Lengthy Summers Takes a Hit As District-Wide Calendar Changes 


Alexis Lubow

Big Change: Sophomore Trista Rohrer has a less than positive reaction to the new district calendar change for summer.

The first week of school is one that leaves a lasting impression on students that they’ll carry with them for the rest of the school year. Seating charts to forever friendships, and class assignments to a positive and progressive year. But, imagine if the comfort of this week was ripped away from you, just three months before the start of the summer?

Every three calendar years, the Atlanta Public School board of education has the opportunity to revise the timeline, and structure, of the upcoming school year. In 2018, the calendar was revised, prolonging summer, and, effectively, shortening mid-year breaks. Fall, winter, and spring breaks that were once a full week became only three days long. The response to this calendar change was positive and it worked smoothly for its three-year course. As of the beginning of February, just three months prior to the start of the summer season, the school board made the impromptu decision to shorten summer. Sophomore Trista Rohrer is one of many North Atlanta students who will be greatly impacted by the calendar change. Rohrer, who will be attending summer camp up to July 29, will have to conclude camp, travel home from Hendersonville, N.C., and then start school the next day. “I feel overwhelmingly blindsided by this decision,” she said. “It is so last minute, and the thought of it completely stresses me out.” 

Breaking up the year puts a handicap on working parents across greater Atlanta. The majority of American households live off of two full-time working parents, most of which do not have the ability to leave work at the drop of a hat, meaning that these hard-working guardians have to figure out costly alternatives to ensure their children a fun, and safe, week, while still being able to commit to a nine-to-five. One thing I remember from when I was little was sitting at home during breaks because my parents work full time, it was sad, for them and for me,” Roher said. 

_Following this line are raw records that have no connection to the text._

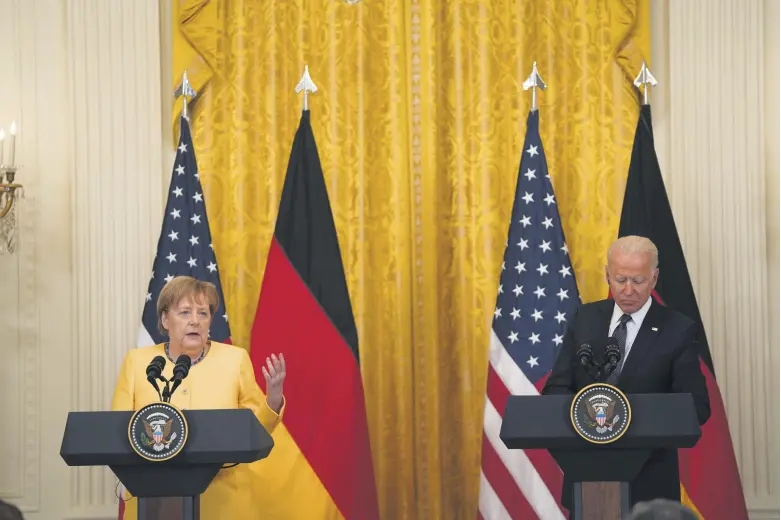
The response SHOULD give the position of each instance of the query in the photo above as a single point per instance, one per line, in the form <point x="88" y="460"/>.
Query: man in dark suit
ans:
<point x="658" y="354"/>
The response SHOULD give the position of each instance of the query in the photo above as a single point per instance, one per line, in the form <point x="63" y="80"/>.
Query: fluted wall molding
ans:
<point x="710" y="123"/>
<point x="19" y="307"/>
<point x="116" y="197"/>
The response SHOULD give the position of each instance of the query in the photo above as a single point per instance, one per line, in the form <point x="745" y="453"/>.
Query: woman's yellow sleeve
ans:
<point x="124" y="390"/>
<point x="252" y="397"/>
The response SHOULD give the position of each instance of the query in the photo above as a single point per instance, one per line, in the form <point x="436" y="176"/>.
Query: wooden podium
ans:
<point x="601" y="473"/>
<point x="168" y="489"/>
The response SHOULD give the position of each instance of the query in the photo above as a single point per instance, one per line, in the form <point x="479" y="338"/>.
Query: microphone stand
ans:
<point x="166" y="391"/>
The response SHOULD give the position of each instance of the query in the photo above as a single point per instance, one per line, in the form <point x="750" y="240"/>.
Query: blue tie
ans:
<point x="620" y="335"/>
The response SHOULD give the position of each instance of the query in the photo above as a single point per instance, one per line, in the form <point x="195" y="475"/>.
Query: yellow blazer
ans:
<point x="223" y="379"/>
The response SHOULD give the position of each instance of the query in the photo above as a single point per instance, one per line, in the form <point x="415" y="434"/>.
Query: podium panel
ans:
<point x="600" y="473"/>
<point x="168" y="489"/>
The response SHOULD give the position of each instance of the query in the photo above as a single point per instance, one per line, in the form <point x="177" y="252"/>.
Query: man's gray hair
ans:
<point x="661" y="509"/>
<point x="635" y="244"/>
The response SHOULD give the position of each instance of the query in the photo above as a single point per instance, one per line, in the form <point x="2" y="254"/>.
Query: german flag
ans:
<point x="710" y="482"/>
<point x="321" y="465"/>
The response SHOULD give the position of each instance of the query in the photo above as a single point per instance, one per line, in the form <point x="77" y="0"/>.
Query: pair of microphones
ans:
<point x="600" y="360"/>
<point x="154" y="371"/>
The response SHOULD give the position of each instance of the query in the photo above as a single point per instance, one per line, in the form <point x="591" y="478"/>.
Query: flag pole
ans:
<point x="533" y="82"/>
<point x="307" y="85"/>
<point x="184" y="90"/>
<point x="645" y="78"/>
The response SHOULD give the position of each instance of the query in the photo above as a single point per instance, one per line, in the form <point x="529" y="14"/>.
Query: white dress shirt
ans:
<point x="632" y="326"/>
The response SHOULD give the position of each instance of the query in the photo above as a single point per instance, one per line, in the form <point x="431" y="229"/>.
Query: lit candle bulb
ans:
<point x="12" y="144"/>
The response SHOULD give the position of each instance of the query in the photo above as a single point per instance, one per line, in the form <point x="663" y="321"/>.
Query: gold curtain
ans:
<point x="419" y="119"/>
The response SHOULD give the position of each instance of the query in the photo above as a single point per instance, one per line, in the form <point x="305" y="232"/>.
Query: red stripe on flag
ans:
<point x="542" y="460"/>
<point x="503" y="484"/>
<point x="709" y="471"/>
<point x="325" y="413"/>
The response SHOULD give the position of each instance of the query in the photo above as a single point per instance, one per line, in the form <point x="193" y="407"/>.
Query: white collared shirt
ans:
<point x="632" y="326"/>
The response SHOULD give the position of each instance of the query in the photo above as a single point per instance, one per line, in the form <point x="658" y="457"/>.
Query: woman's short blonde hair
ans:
<point x="183" y="287"/>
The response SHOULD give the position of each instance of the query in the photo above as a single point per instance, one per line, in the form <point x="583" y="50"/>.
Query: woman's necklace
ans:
<point x="194" y="361"/>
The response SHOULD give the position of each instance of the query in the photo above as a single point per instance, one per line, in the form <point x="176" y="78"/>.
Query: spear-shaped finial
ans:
<point x="533" y="82"/>
<point x="645" y="78"/>
<point x="184" y="90"/>
<point x="307" y="85"/>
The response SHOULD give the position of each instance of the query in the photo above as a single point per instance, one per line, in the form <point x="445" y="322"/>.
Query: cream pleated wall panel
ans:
<point x="82" y="79"/>
<point x="710" y="121"/>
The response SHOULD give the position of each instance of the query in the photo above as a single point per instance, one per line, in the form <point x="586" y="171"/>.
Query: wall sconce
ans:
<point x="8" y="193"/>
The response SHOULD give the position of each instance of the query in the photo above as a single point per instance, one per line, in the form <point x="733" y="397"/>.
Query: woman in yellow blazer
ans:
<point x="221" y="376"/>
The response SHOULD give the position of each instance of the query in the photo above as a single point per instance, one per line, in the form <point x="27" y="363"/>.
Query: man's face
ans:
<point x="631" y="279"/>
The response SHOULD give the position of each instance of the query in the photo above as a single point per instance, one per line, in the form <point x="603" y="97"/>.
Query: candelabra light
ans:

In contrast to Rohrer, a different majority of the student body will endure a lesser effect due to the summer change. Just because the immediate impact is lessened does not account for the in-year problems that these students, and their families will face. One of these students, Freshman Spencer Hines, relates to this point, saying “It isnt like I will be out of town, but like, in any capacity, this is way to last minute to be taken into account for summer plans” He says, “It’s ridiculous, to students, teachers, and parents, all in the same.”

In a world of unknowns, one thing is for sure, calendars should be set with warning for the betterment of our student body. Some could say: calenDONT count on your summer plans!